On Thu, Feb 6, 2020 at 11:38 AM Tanu Kaskinen tanuk@iki.fi wrote:
On Mon, 2020-01-27 at 15:28 +0000, Liam Girdwood wrote:
On Thu, 2020-01-23 at 16:07 +0000, Mark Pearson wrote:
Hi all,
I've been following this thread with interest and thank you all for your efforts on working on this. Did we reach consensus on the solution? If we did I think I missed it. Please let me know.
I hope so. The main contention point is the home for .ldc files and probably the topology binaries.
We have a lot of users waiting for this and I know I'll be working with the distro's to get this rolled out when it's available. If there's anything I can do to help let me know - I don't have enough expertise to comment on the solution so I've been keeping quiet .
There was a SOF TSC meeting last week and the outcome was to create a separate "sof-bin" repo to store the binary outputs of the SOF build processes. This would include the FW, .ldc files and binary topologies.
The part that is not clear to me (since I'm not a packager) is how to add the necessary packaging infrastructure in this repos to create rpm and deb files.
I would imagine we would want to create 2 packaging targets
sof-bin (fw binaries and topology binaries)
sof-bin-dbg (ldc files).
I hope this proposal would also be acceptable to Jaroslav ?
I can create a repo with the correct binaries but would need help from Jaroslav, Tanu or yourself getting the packing added.
Sorry for the slow reply. It sounds like you want to add packaging to the upstream repo, but why? Distributions can and will maintain the packaging bits themselves.

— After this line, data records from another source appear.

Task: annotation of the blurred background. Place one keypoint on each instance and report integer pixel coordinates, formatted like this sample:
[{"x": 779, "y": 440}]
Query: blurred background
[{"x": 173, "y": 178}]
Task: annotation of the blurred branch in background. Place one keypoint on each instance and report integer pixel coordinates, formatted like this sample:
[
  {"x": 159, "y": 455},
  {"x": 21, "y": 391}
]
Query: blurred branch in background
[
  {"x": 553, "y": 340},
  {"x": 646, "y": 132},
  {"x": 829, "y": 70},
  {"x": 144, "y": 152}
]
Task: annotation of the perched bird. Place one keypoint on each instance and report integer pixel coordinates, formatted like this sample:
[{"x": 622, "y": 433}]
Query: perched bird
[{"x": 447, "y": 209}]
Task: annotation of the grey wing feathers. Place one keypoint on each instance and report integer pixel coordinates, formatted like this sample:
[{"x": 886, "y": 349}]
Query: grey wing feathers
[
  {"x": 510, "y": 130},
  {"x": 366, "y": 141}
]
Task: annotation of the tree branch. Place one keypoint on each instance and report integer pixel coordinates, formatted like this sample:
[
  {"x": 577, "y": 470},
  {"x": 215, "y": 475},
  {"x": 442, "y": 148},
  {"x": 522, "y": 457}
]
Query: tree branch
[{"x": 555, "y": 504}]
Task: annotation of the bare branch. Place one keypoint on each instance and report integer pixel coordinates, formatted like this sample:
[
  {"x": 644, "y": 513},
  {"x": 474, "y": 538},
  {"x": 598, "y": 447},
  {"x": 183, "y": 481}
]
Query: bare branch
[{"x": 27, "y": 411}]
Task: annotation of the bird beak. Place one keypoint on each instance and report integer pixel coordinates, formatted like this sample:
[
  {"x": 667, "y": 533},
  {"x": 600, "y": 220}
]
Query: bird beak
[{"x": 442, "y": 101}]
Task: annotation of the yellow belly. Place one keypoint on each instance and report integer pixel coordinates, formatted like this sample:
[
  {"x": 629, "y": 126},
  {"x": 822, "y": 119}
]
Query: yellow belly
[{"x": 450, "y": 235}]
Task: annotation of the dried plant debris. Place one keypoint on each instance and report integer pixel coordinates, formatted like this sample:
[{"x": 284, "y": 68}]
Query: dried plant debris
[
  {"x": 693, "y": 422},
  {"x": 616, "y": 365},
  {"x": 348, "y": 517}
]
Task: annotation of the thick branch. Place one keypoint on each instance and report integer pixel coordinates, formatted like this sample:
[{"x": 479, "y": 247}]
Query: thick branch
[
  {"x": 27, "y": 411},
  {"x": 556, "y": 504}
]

I maintain the ALSA recipes in the OpenEmbedded core layer (which is used by Yocto), including alsa-topology-conf and alsa-ucm-conf, and I guess I could present my thoughts here for the curious.
Thanks for jumping in. I work at NXP and we enable SOF on i.MX8 (arm based boards) and we use Yocto for Linux distro.

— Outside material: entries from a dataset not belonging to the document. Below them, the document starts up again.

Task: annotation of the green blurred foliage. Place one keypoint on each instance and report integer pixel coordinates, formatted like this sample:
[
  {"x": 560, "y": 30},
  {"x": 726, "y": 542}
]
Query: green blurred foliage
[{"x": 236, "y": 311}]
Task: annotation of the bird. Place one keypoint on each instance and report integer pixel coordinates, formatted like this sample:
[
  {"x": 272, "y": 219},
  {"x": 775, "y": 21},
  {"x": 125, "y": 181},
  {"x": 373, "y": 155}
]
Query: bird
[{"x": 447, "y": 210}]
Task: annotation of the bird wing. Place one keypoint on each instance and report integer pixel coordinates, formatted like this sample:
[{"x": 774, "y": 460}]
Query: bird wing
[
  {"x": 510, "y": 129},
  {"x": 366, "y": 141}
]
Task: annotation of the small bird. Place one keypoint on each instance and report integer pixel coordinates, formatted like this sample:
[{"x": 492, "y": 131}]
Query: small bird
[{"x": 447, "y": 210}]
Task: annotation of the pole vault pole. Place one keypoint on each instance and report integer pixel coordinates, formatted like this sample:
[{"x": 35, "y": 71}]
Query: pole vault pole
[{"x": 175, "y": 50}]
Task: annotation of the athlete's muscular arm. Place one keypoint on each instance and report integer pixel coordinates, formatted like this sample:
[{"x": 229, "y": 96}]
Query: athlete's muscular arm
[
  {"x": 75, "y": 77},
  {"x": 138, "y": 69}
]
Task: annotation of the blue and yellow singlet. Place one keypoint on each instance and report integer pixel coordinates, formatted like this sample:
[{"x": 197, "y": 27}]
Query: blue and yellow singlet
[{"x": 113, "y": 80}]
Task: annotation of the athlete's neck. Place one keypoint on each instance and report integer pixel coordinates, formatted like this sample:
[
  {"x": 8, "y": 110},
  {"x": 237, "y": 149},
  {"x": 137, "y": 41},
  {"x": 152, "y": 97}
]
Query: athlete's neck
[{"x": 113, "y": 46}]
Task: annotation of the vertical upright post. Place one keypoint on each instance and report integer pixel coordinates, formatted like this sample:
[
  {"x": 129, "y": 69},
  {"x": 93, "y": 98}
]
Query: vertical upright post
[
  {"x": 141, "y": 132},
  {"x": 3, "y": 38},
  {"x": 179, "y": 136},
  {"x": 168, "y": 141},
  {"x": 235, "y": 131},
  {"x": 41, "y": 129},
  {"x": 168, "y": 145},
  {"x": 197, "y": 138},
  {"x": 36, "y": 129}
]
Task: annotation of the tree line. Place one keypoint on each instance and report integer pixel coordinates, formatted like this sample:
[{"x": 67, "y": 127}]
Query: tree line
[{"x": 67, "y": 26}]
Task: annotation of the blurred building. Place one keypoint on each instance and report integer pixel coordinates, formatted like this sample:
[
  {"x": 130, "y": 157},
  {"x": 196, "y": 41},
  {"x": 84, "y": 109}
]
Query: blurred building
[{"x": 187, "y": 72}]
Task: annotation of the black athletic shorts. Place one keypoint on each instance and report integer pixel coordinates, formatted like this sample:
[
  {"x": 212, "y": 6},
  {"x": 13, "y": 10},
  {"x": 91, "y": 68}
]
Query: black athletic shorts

Currently SOF isn't packaged in OpenEmbedded. My understanding is that at least currently SOF is only used on Intel platforms, so if someone is going to package SOF for OpenEmbedded, it will probably be via the "meta-intel" layer, which I'm not involved with. I saw a message from Daniel Baluta in this thread, and he said that he's working on Yocto, but I'm not familiar with his work, is it for the meta-intel layer or something else?
Partially true. SOF is *currently* supported only on Intel platforms, but this will change very soon.
Supporting SOF in Yocto via "meta-intel" layer doesn't seems what we want for NXP. I think the better solution would be to support it via meta-freescale layer.
Cc-ing NXP Yocto people, Mihai and Lauren.
I got the impression that the SOF firmware will get distributed also via the linux-firmware repo, and I'm a bit worried about a dependency between linux-firmware and alsa-topology-conf (and alsa-ucm-conf?). The linux-firmware recipe isn't updated in sync with the ALSA recipes, is that going to cause problems? Can an update in linux-firmware cause breakage if alsa-topology-conf isn't updated at the same time, or vice versa? If so, maybe I should push the alsa-topology-conf (and alsa-ucm- conf?) maintenance to the linux-firmware maintainer or otherwise make sure that updates are done in sync. I hope the kernel itself isn't another component in the chain that can cause breakages if not kept in sync with all the other components.